Manufacturing execution systems (MES) lack a model that defines the data they collect, focusing instead on a narrow portion of the product life cycle. However, the data in MES are one of the critical components to product and process characterization.
Emerging categories such as enterprise manufacturing intelligence or enterprise performance management still focus on the manufacturing portion of the quality life cycle and are mostly portals into manufacturing transactional efficiency. As such, they are basically a heterogeneous MES integration layer.
QLM can provide critical infrastructure to improve the return on investment that manufacturers receive from all these tools, and integrations among them will be common. The incursion of vendors from these other areas into QLM will be difficult due to the significant technological and domain model differences between them.
QLM is unique because it’s characteristic- driven, strongly dependent on knowledge management, and emphatically cross-functional. As a simple example of its effect, consider the following: How do you ensure that a requirement of “long lasting” is translated into product and process characteristics?
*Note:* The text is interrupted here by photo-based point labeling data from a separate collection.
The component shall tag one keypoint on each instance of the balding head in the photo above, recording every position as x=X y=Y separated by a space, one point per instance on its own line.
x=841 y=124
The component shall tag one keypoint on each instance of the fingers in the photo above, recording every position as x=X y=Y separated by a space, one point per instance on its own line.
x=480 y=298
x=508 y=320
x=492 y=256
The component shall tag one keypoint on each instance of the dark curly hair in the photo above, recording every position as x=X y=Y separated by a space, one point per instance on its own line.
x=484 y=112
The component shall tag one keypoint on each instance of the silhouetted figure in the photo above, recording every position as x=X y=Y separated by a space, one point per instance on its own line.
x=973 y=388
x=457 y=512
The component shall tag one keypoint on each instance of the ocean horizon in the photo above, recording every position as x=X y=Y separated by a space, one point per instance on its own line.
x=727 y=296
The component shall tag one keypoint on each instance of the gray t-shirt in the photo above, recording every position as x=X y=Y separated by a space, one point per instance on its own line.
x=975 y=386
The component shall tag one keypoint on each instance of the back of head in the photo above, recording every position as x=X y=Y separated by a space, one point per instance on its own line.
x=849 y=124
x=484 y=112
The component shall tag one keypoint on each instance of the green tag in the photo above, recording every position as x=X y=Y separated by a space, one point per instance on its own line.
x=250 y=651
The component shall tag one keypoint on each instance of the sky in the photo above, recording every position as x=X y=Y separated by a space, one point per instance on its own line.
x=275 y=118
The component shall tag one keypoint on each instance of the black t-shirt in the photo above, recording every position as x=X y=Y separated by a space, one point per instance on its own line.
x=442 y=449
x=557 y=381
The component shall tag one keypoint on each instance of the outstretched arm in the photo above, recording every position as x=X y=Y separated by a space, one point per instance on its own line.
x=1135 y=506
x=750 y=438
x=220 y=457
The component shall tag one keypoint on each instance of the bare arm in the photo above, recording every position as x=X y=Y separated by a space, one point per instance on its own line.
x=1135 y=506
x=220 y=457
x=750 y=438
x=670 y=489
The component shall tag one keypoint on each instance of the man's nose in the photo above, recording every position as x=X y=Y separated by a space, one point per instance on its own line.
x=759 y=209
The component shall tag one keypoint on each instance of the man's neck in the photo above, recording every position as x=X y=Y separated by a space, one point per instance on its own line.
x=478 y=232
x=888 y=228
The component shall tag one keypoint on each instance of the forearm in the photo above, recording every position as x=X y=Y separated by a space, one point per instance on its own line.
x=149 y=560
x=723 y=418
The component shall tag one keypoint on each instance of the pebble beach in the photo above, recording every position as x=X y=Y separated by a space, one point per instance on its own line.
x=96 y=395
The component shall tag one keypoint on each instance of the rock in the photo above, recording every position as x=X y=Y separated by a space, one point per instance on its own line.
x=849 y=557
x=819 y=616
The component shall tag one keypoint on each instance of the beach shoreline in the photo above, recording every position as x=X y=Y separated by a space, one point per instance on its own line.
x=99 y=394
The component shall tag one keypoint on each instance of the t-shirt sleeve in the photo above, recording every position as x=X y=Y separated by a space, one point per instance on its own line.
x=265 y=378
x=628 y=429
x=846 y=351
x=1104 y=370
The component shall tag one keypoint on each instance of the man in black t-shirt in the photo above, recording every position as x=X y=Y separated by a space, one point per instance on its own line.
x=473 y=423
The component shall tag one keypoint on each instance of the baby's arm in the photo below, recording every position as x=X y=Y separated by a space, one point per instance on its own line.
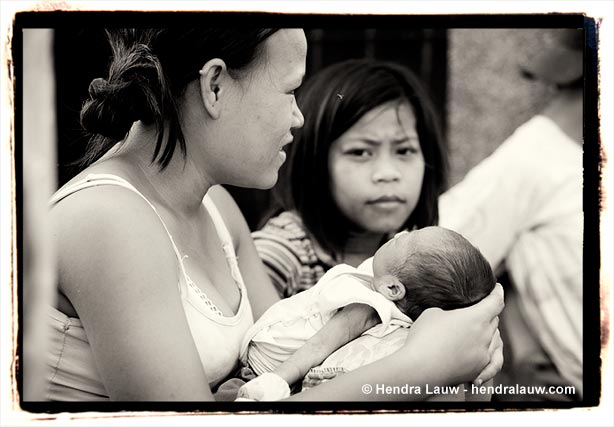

How does a manufacturing engineer operating an injection molding machine at a tier-two supplier two continents away ensure that your product is long lasting?
Fundamentally, the above activities and processes center around one central concept: characterizing products and process so that critical characteristics affecting quality are identified and controlled across the entire product and process life cycle.
Ultimately, QFD, FMEA, design verification, and design of experiments all do one thing: identify characteristics and controls. Lots of them.
To avoid repeat issues and failures, we must first find the right characteristics and controls, and then manage them so we can apply any discovered best practices on future and similar programs.